Wie dieser im Frühsommer 2007 einsetzende Umschwung in der Berichterstattung verlief, sei allerdings "medienpsychologisch interessant", sagt der Sprecher der Dresdner Staatsanwaltschaft, Christian Avenarius. Wieder versagen klassische Einordnungsraster. Es hing eher von der persönlichen Einschätzung der jeweiligen Korrespondenten ab, welche Bedeutung sie ersten Hinweisen auf "vergiftete" Verfassungsschutzakten beimaßen. Avenarius verweist beispielsweise auf Differenzen zwischen Christiane Kohl, Korrespondentin der Süddeutschen Zeitung, und ihrem sie zeitweise vertretenden Vorgänger Jens Schneider. Konsequent misstrauisch zeigte sich Bernhard Honnigfort von der Frankfurter Rundschau. Bereits am 21. Juni des Vorjahres schrieb er vom "Sächsischen Schein-Sumpf". Der Berliner Tagesspiegel hingegen käute am 9. Juli auf einer Doppelseite nochmals alle Hinweise des "Abseits"-Dossiers wieder.

Den Schwenk hin zur Regierungslesart einer bloßen Aktenaffäre vollzogen am 7. August Focus und die Frankfurter Allgemeine geschickt ohne Gesichtsverlust per Interview mit dem zuvor gescholtenen Innenminister Buttolo. Zwei Wochen später schrieb Jürgen Kochinke in der Leipziger Volkszeitung von "abklingender Affärendynamik". Ob wirklich Interventionen der Staatskanzlei dazu beigetragen haben, wie unter anderem die NPD behauptete, lässt sich nicht beweisen. Auch für linke Medien schien der Sumpf endgültig ausgetrocknet, als Anfang 2008 sogar Klaus Bartl von der Linkspartei zurückruderte, der Vorsitzende des Aktenuntersuchungsausschusses.

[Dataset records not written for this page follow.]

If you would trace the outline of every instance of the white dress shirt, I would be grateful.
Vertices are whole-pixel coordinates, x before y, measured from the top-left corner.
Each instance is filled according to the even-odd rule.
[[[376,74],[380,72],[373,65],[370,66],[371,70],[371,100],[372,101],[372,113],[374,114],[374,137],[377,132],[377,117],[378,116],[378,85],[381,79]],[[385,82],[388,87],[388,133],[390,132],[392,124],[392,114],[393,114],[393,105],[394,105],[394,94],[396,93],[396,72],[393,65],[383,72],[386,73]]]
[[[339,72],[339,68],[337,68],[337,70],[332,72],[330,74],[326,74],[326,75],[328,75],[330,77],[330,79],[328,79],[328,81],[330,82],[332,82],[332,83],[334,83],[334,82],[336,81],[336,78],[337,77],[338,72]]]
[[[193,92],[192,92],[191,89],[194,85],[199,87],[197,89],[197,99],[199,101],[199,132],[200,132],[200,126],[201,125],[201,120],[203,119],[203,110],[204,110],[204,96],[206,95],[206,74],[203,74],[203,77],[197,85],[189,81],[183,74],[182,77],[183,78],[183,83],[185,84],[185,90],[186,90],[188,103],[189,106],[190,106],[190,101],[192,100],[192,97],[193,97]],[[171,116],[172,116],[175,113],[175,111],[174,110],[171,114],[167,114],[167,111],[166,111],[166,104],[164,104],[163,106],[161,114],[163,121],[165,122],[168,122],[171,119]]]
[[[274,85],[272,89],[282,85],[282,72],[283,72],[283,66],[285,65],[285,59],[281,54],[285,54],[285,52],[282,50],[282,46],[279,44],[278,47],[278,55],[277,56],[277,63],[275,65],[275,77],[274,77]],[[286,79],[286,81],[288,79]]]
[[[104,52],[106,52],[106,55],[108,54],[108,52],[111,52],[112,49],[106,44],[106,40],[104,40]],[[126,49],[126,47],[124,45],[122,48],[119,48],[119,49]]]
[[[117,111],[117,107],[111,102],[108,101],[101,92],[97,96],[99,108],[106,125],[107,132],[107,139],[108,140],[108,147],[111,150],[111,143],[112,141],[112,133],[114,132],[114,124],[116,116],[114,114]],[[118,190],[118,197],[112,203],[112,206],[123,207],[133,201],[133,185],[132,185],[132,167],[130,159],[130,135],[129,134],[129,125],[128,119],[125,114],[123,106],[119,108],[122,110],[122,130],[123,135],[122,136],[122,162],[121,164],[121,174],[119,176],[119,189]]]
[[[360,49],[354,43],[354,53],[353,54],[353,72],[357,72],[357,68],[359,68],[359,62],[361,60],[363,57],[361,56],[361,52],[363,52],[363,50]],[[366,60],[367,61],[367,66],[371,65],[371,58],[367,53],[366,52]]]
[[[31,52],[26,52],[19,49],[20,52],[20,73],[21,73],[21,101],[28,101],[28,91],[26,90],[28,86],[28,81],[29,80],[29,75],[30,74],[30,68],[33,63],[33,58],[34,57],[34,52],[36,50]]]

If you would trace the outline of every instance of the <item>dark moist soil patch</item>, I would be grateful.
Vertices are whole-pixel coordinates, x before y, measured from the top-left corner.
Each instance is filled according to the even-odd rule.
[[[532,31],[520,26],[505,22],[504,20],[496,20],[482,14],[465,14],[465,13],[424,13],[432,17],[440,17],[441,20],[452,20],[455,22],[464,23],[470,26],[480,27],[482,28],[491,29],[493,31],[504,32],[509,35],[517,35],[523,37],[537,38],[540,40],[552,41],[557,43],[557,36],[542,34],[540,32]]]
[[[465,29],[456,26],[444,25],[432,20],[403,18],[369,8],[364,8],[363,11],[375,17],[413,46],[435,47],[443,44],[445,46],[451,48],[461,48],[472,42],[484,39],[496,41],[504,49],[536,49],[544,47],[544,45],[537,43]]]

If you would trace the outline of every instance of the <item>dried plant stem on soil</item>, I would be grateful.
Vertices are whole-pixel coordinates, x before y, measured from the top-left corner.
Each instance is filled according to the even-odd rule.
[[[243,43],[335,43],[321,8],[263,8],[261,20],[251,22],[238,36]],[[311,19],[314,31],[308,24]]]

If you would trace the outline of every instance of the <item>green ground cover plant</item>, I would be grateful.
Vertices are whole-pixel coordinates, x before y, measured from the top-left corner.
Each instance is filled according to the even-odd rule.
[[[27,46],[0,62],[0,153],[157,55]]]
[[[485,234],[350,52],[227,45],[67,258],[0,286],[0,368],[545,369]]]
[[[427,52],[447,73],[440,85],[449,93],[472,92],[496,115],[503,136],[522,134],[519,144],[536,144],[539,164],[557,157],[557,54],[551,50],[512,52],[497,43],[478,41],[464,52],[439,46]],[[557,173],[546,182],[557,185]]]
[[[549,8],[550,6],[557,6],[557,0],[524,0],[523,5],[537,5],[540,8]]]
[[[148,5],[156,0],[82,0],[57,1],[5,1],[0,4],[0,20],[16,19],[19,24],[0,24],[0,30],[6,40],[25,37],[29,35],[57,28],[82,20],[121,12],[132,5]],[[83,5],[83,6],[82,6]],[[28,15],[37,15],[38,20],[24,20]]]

Der Frankfurter Publizist Jürgen Roth beharrt indes darauf, dass hier eine Menge unter den Tisch gekehrt wurde und Journalisten kuschten. Dennoch hat er einen Strafbefehl von 60 Tagessätzen wegen übler Nachrede akzeptiert, wohl um weiteren Anzeigen zu entgehen. Denn das System hat zurückgeschlagen. Derzeit laufen wegen angeblich falscher Tatsachenbehauptungen noch Ermittlungen gegen drei Spiegel-Journalisten.